Des sanctions prévues pour les employeurs indélicats
Ces opérations ont été effectuées en application des dispositions règlementaires en vigueur au Burkina Faso. Il s’agit notamment de la Loi n°004/2021 du 6 avril 2021,portant Régime de sécurité sociale applicable aux travailleurs salariés et assimilés au Burkina Faso et de l’Arrêté n°2022-061, régissant l’affiliation des employeurs, l’immatriculation des travailleurs salariés et autres assurés sociaux au régime géré par la Caisse Nationale de Sécurité Sociale (CNSS) au Burkina Faso, ainsi que les obligations incombant aux employeurs.
«Ces textes ont aussi prévu des sanctions à l’encontre des employeurs indélicats», a relevé Mme Somda. Il s’agit notamment de sanctions financières dont une majoration de retard, 1,5% pour les retards dans le versement des cotisations, une taxation d’office de 25% sur la base de la déclaration la plus récente si la déclaration de salaires n’est pas communiquée. «Le défaut de production des bordereaux nominatifs donne lieu à une majoration de 2 % du SMIG en vigueur pour chaque salarié dont le contrôle a révélé l’emploi», a insisté la Directrice du recouvrement. Des sanctions civiles sont aussi prévues par les textes. Pour cela, des sanctions notamment pécuniaires ont été engagées à l’encontre de certains employeurs. «Nous avons déposé 2 dossiers au Parquet contre des employeurs chez les transporteurs routiers», a-t-elle ajouté. Mais pour la majorité des cas, la CNSS a privilégié les moyens souples de régularisation de la situation des agents.

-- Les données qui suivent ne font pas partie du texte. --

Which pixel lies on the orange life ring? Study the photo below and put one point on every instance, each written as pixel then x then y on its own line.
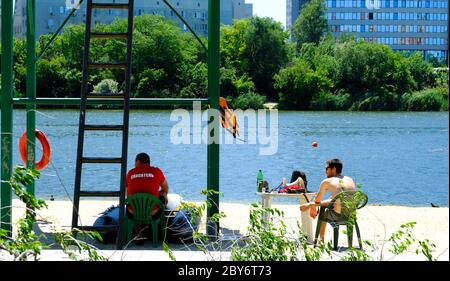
pixel 42 138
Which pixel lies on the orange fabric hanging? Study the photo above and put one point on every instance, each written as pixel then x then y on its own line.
pixel 229 121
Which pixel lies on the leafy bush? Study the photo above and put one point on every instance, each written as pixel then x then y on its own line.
pixel 426 100
pixel 265 241
pixel 248 100
pixel 377 102
pixel 329 101
pixel 106 86
pixel 421 71
pixel 298 83
pixel 26 244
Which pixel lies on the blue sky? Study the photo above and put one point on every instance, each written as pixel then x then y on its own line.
pixel 270 8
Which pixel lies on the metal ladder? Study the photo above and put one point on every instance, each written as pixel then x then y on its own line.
pixel 81 159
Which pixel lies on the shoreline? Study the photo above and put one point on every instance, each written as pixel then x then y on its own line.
pixel 376 223
pixel 275 203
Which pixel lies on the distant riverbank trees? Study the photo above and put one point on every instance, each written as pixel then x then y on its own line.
pixel 258 65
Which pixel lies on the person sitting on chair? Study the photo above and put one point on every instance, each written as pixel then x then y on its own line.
pixel 146 179
pixel 298 178
pixel 334 183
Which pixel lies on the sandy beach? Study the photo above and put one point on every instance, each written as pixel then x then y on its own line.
pixel 377 223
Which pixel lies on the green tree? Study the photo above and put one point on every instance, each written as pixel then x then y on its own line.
pixel 257 47
pixel 311 24
pixel 421 71
pixel 297 84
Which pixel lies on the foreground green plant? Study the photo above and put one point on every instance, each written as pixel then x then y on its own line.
pixel 26 244
pixel 403 240
pixel 77 249
pixel 265 241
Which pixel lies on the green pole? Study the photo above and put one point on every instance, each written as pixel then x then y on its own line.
pixel 214 94
pixel 6 109
pixel 31 86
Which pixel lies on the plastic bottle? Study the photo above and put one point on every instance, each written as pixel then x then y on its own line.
pixel 259 179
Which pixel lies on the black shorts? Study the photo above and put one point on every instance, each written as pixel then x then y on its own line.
pixel 331 215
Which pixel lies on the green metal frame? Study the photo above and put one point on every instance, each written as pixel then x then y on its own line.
pixel 7 101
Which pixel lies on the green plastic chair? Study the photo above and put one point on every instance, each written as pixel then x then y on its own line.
pixel 143 204
pixel 350 202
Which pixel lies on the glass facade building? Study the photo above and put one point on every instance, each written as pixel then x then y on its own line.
pixel 406 25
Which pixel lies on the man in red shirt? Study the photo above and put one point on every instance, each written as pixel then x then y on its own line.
pixel 146 179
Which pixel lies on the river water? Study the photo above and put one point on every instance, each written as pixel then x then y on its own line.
pixel 398 158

Sensibiliser et non blâmer pour une déclaration des employés à la CNSS
Face à la presse, le Directeur général de la Caisse nationale de sécurité sociale, Dr Herman Yacouba Nacambo, a rappelé que ces opérations avaient aussi pour mission de sensibiliser les employeurs sur leurs obligations légales et les employés sur le rôle qu’ils doivent jouer pour une meilleure gestion de leurs cotisations. «La loi prévoit que lorsque vous recrutez un travailleur, vous avez 8 jours pour le déclarer à la CNSS et remplir toutes les formalités qui vont faire en sorte que selon la périodicité qui vous est imposée, vous puissiez payer les cotisations.
Rien ne peut expliquer que des patrons ne se soumettent pas à ces obligations. Lorsque les entreprises ont des difficultés, il y a des mécanismes d’accompagnement pour leur permettre de payer progressivement. Mais les raisons qui sont souvent avancées, tant que l’employé est dans la société et que les salaires sont payés, les cotisations sociales doivent suivre. Quand vous prenez la fiche de paie, vous verrez que ce sont des éléments qui figurent directement», a indiqué le Directeur général de la CNSS. Il a en outre annoncé que 16.916 employeurs seront contrôlés pour 2026, soit une progression significative par rapport aux réalisations de l’année précédente. Des secteurs comme celui de l’information et la communication vont être concernés par ces opérations de contrôle.
Jacques Théodore BALIMA (Collaborateur)
La CNSS en bref
La Caisse Nationale de Sécurité Sociale est un Etablissement public de prévoyance sociale. Elle est régie par la loi n° 016-2006/AN du 16 mai 2006, portant création de la catégorie d’Etablissements publics de Prévoyance Sociale. Les décrets d’application n°2007-413, n°2007-735 et n°2007-436 complètent la loi ci-dessus citée
Suivant les dispositions de ces textes, la CNSS est dotée de la personnalité juridique et de l’autonomie financière et est administrée par un conseil d’administration tripartite entre l’Etat, les organisations professionnelles d’employeurs, et les organisations syndicales de travailleurs.
La Caisse Nationale de Sécurité Sociale est placée sous la tutelle technique du Ministère en charge de la Sécurité Sociale et sous la tutelle financière du Ministère chargé des finances.